Viola (Kayla Jackmon, left) unwittingly wins the love of Olivia (Ashley Frisch) while masquerading as a man in Twelfth Night (photo by Dale Bush)
Viola (Kayla Jackmon, left) unwittingly wins the love of Olivia (Ashley Frisch) while masquerading as a man in Twelfth Night (photo by Dale Bush)

Later, we’re introduced to Orsino and his ongoing attempt to woo Olivia despite her pledge to spend the next seven years mourning her late brother. In most productions, Orsino is depicted as a soulful romantic, making him a fitting target for the adoration the disguised Viola comes to feel for him. Here, though, Orsino comes across as a love-struck buffoon, making Viola’s crush seem shallow and inconsequential.

The worst part of all this is that, having played the comedy’s gentler moments for laughs, the actors are forced to up the ante by playing the more-boisterous moments for even bigger laughs. As the show goes on, some cast members over-emote in a style that seems more appropriate for the vaudeville era than the 1980s.

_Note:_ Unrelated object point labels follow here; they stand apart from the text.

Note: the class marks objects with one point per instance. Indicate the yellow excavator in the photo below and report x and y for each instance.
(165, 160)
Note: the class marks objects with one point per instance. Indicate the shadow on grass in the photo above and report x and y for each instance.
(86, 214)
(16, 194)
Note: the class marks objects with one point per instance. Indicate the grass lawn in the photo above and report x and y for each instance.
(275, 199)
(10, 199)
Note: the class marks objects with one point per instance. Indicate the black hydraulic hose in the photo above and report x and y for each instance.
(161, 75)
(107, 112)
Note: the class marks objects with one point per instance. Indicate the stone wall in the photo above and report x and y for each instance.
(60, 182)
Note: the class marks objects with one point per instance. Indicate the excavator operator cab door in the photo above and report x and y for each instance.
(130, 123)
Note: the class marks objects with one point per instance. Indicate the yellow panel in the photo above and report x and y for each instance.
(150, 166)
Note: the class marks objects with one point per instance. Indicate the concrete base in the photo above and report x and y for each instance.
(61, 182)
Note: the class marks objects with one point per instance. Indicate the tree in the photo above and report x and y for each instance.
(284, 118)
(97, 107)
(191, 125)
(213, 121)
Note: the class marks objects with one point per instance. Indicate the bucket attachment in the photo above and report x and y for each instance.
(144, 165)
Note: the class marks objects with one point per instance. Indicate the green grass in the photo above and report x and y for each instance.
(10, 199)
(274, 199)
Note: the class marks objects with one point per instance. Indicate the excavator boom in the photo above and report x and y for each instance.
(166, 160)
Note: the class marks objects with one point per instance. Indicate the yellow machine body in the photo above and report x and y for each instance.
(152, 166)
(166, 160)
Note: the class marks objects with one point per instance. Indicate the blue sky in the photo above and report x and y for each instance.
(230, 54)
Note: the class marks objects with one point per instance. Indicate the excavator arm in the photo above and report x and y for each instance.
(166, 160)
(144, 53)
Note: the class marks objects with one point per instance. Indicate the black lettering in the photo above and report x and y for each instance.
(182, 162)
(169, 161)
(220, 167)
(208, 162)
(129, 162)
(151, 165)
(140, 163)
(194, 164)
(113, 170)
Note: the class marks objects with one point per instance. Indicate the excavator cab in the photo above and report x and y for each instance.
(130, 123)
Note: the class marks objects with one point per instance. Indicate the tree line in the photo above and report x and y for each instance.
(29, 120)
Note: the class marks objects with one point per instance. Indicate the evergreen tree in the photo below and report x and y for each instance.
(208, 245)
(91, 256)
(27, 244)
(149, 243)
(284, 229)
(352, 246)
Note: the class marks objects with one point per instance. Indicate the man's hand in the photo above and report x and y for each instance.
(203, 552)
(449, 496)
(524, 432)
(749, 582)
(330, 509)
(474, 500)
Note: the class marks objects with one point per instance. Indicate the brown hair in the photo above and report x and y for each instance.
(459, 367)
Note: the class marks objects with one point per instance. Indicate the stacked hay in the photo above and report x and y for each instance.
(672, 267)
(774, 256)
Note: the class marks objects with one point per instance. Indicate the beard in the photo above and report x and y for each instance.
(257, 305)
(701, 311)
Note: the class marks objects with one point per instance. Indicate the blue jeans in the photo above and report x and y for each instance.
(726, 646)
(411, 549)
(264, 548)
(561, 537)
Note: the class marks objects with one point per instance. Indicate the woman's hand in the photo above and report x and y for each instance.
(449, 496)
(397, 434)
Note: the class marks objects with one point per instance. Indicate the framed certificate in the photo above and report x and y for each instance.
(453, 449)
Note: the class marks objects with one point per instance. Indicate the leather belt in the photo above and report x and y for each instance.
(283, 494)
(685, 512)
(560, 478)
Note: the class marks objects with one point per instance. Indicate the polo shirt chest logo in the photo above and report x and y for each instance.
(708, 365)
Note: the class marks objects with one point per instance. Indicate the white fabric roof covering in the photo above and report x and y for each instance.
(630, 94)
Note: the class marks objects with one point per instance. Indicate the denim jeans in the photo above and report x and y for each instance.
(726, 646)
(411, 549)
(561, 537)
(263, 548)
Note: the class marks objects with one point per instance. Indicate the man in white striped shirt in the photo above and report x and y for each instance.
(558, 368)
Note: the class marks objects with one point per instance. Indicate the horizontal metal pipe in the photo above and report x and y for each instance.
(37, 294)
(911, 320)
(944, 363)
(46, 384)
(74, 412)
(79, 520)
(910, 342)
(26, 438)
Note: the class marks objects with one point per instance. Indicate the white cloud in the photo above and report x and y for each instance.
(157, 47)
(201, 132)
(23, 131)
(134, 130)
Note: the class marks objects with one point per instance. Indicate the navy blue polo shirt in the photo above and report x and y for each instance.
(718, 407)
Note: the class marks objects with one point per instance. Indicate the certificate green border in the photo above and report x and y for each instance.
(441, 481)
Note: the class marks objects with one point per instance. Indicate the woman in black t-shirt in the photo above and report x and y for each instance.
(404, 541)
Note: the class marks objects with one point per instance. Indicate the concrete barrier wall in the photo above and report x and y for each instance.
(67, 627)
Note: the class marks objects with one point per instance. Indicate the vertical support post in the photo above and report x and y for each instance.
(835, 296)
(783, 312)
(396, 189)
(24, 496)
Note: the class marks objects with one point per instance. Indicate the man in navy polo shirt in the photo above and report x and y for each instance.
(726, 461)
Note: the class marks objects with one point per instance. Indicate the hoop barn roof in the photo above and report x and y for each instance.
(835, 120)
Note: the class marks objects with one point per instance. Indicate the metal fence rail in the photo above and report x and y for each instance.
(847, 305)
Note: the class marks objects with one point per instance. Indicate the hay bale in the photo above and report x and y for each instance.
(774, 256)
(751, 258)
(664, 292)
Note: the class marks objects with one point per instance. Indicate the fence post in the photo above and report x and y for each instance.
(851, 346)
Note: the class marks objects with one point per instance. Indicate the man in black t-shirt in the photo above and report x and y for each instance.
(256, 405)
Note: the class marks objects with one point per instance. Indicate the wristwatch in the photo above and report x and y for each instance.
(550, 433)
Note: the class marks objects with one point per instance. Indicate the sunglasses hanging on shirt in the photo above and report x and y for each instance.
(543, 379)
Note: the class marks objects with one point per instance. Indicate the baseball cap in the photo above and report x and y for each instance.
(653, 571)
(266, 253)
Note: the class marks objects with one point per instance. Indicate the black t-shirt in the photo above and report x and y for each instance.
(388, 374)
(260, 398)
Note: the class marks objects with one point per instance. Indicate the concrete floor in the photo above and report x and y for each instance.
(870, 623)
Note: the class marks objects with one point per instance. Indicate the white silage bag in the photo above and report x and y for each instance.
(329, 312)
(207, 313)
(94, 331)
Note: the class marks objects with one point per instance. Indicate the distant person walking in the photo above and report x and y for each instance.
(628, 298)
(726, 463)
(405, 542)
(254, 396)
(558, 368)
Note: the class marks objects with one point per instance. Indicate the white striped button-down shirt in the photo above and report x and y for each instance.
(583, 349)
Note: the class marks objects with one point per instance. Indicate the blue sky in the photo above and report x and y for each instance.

When Olivia falls for the young “man” Viola is impersonating, Frisch turns her into a caricature of a woman in heat. When Olivia’s dictatorial steward, Malvolio (Jesse Massaro), is fooled into thinking he’s the object of his lady’s desires, he shouts his protestations of love so loudly that you’d think he was courting someone in the next county. Then, just in case the odd audience member is still unaware that something funny is supposed to be going on, Toby and his friends take the stage decked out in Ghost Busters paraphernalia.

All this overwhelms the alternately clever and tenderly romantic tale that is Twelfth Night, which could have absorbed the 1980s pop references but can’t survive all the bombast.

“Prithee read i’ thy right wits,” Olivia pleads at one point as Feste is reading a letter out loud and making a mockery of it in the process. You can’t help wishing the director and her cast had taken her words to heart.

Actors’ Theatre will present Twelfth Night through July 28 at the amphitheater in Schiller Park, 1069 Jaeger St. Show times are 8 p.m. Thursday-Sunday. Running time: 2 hours, 10 minutes (including intermission). Admission is free; bring a blanket or lawn chair. 614-444-6888 or theactorstheatre.org.